Bombay, India, in the summer of 1960 is a city crowded with color, politics, and ritual; it’s hot and humid, on the cusp of the monsoon season, lending an air of feverish expectancy to the atmosphere. There’s also a lot of fear: between individuals, families, castes, neighborhoods, and because of the Partition of 1947, between countries.
Pinky Mittal lost her mother during Partition, and was taken in by her grandmother Maji, matriarch of one of Bombay’s powerful families. Pinky dearly loves her grandmother, but chafes against the anger and bitterness of her Aunt Savita, who lost a baby at the same time Maji took in the infant Pinky. Added to this intergenerational strife is the undercurrent of fear that pervades the Mittal house itself: the family believes Savita’s baby was drowned in the children’s bathroom by Avni, the baby’s nurse, and for the last thirteen years the door to that room has been bolted at sundown, out of fear that the baby’s ghost will escape that room and wreak havoc. In a rage one night, Pinky unbolts the door, and immediately she, and the family, can sense the difference and feel the growing strength of an evil presence. Everyone in the house, from the servants to Maji, try to free themselves from this evil spirit, through rituals both religious and profane.

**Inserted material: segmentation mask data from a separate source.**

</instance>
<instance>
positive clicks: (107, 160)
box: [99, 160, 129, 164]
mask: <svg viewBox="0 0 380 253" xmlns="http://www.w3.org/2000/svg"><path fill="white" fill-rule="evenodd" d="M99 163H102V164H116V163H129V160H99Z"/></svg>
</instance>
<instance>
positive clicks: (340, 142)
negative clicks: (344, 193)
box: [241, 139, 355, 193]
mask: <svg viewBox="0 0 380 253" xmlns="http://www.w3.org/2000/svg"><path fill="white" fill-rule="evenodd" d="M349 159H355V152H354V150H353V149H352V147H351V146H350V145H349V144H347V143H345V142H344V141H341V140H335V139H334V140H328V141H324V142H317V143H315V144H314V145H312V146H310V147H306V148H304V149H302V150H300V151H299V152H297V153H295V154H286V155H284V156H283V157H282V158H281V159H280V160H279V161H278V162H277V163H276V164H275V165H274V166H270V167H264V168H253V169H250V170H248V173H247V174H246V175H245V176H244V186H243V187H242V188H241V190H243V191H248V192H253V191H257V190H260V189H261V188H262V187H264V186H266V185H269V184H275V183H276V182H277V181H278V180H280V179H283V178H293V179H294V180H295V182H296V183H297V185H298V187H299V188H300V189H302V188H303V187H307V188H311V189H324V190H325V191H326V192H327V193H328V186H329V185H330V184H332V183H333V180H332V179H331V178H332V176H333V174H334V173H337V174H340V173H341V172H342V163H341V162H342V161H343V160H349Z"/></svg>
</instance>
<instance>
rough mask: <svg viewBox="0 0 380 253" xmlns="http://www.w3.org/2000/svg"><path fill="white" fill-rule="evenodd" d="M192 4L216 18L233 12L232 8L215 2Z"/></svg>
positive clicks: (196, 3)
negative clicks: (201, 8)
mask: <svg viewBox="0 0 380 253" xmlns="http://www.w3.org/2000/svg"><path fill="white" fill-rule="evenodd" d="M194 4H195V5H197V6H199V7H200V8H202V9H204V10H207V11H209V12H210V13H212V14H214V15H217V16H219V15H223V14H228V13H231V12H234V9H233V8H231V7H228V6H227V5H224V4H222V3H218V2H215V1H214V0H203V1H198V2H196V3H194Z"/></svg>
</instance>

Whether the ghost is intent on destroying the Mittal family or simply trying to expose the truth, the readers learn much about Indian society and culture of the time through this unnerving tale. Although the characters are well-drawn, there’s a dearth of redeeming qualities among them, making it difficult for readers to sympathize with their plight. Keeping one’s distance from a ghost may be the proper course of action in any case!